There are three aims that navigate this study:

Aim 1: To determine the effect of the interval of time between RHI clusters on neural cellular and molecular integrities through expression profiles of biofluid proteomic and transcriptomic biomarkers.

Hypotheses: Significant elevations in proteomic biomarkers will be observed acutely after experiencing RHI, and there will be cumulative increase in these biomarkers after 4 weeks of consistent exposure to RHI. The shorter interval of RHI clusters will yield greater degrees of biomarker changes as compared to the longer interval.

Aim 2: To examine the effect of the interval of time between RHI clusters on retinal and ocular-motor health, as assessed by retinal changes on optical coherence tomography (OCT), convergence, and pupillometry.
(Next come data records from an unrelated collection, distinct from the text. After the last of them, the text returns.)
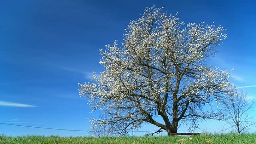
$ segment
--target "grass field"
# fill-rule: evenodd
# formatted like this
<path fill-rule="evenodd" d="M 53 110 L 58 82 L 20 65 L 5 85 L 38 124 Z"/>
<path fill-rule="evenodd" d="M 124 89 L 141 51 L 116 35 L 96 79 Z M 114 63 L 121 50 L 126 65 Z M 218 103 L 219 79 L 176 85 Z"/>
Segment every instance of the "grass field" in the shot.
<path fill-rule="evenodd" d="M 58 136 L 9 137 L 0 136 L 1 144 L 256 144 L 256 134 L 202 135 L 184 137 L 123 137 L 96 138 Z"/>

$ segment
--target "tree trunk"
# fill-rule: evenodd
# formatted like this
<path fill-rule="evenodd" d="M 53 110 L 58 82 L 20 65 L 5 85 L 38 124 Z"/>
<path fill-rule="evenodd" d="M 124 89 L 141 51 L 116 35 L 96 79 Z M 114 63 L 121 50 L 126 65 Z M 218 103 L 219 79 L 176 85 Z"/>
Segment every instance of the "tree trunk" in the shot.
<path fill-rule="evenodd" d="M 174 133 L 177 133 L 178 130 L 178 123 L 173 123 L 171 126 L 167 130 L 168 136 L 173 136 Z"/>

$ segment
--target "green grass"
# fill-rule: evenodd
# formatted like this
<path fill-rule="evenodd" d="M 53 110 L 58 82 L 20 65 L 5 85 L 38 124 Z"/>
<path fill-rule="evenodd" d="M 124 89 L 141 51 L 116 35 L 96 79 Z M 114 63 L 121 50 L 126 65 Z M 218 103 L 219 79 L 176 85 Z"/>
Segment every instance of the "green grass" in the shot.
<path fill-rule="evenodd" d="M 58 136 L 0 136 L 0 144 L 256 144 L 256 134 L 202 135 L 174 137 L 123 137 L 95 138 Z"/>

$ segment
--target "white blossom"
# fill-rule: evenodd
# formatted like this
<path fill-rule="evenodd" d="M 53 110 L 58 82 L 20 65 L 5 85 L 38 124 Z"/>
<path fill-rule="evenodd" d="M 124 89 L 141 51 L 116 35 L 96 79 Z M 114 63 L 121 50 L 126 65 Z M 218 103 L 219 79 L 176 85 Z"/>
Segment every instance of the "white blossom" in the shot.
<path fill-rule="evenodd" d="M 214 22 L 186 25 L 162 9 L 147 8 L 131 21 L 121 46 L 116 41 L 100 50 L 104 70 L 79 84 L 92 110 L 105 111 L 105 119 L 91 121 L 94 128 L 108 125 L 125 133 L 147 122 L 170 134 L 180 121 L 221 118 L 203 108 L 220 104 L 235 89 L 229 73 L 206 64 L 226 37 L 225 29 Z"/>

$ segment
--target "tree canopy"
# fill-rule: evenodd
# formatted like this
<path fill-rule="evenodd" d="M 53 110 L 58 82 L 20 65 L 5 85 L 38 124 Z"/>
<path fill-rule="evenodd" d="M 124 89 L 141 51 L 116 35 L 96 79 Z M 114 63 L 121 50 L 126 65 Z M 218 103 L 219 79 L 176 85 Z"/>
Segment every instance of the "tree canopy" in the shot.
<path fill-rule="evenodd" d="M 116 41 L 100 50 L 104 70 L 79 84 L 93 110 L 104 111 L 91 121 L 94 128 L 107 125 L 124 134 L 148 123 L 170 135 L 179 122 L 196 128 L 198 119 L 223 119 L 216 106 L 235 87 L 229 73 L 206 62 L 226 37 L 225 29 L 186 24 L 162 9 L 147 8 L 131 21 L 120 46 Z"/>

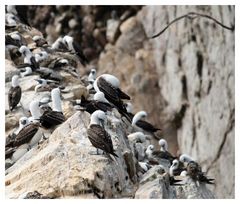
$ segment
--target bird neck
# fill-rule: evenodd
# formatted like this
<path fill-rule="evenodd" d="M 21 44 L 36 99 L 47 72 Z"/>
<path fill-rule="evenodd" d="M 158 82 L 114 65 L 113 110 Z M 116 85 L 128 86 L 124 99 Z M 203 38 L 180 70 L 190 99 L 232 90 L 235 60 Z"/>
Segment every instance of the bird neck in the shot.
<path fill-rule="evenodd" d="M 30 112 L 32 114 L 33 120 L 40 119 L 41 113 L 38 105 L 39 103 L 35 101 L 30 104 Z"/>
<path fill-rule="evenodd" d="M 62 112 L 61 98 L 59 94 L 52 94 L 53 111 Z"/>
<path fill-rule="evenodd" d="M 142 115 L 141 114 L 135 114 L 133 119 L 132 119 L 132 126 L 135 126 L 136 123 L 142 118 Z"/>
<path fill-rule="evenodd" d="M 12 87 L 17 87 L 19 86 L 19 80 L 18 78 L 13 77 L 12 78 Z"/>

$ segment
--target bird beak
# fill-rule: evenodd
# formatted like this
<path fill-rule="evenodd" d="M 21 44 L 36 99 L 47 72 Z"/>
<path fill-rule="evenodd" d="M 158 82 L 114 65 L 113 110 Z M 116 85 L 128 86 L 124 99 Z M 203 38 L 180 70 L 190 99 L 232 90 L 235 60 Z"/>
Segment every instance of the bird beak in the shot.
<path fill-rule="evenodd" d="M 41 83 L 40 79 L 34 79 L 35 81 L 37 81 L 39 84 Z"/>

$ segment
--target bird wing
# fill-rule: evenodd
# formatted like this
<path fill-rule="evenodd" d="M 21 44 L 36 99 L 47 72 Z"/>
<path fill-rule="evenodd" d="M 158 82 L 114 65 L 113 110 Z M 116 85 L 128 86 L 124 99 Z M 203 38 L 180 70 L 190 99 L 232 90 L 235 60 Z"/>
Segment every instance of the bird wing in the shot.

Hypotheses: A shorter interval of RHI clusters will result in altered retinal coherence and declines in convergence and choice reaction time compared to a longer interval. After 4 weeks of recurring exposure to RHI, declines in retinal and ocular-motor health will persist for 2-week post RHI exposure in the shorter-interval group, but the longer-interval group will normalize by the 2-week post-RHI follow-up.

Aim 3: To determine the influence of the interval of time between RHI clusters in neuronal network as assessed by quantitative EEG and choice reaction time.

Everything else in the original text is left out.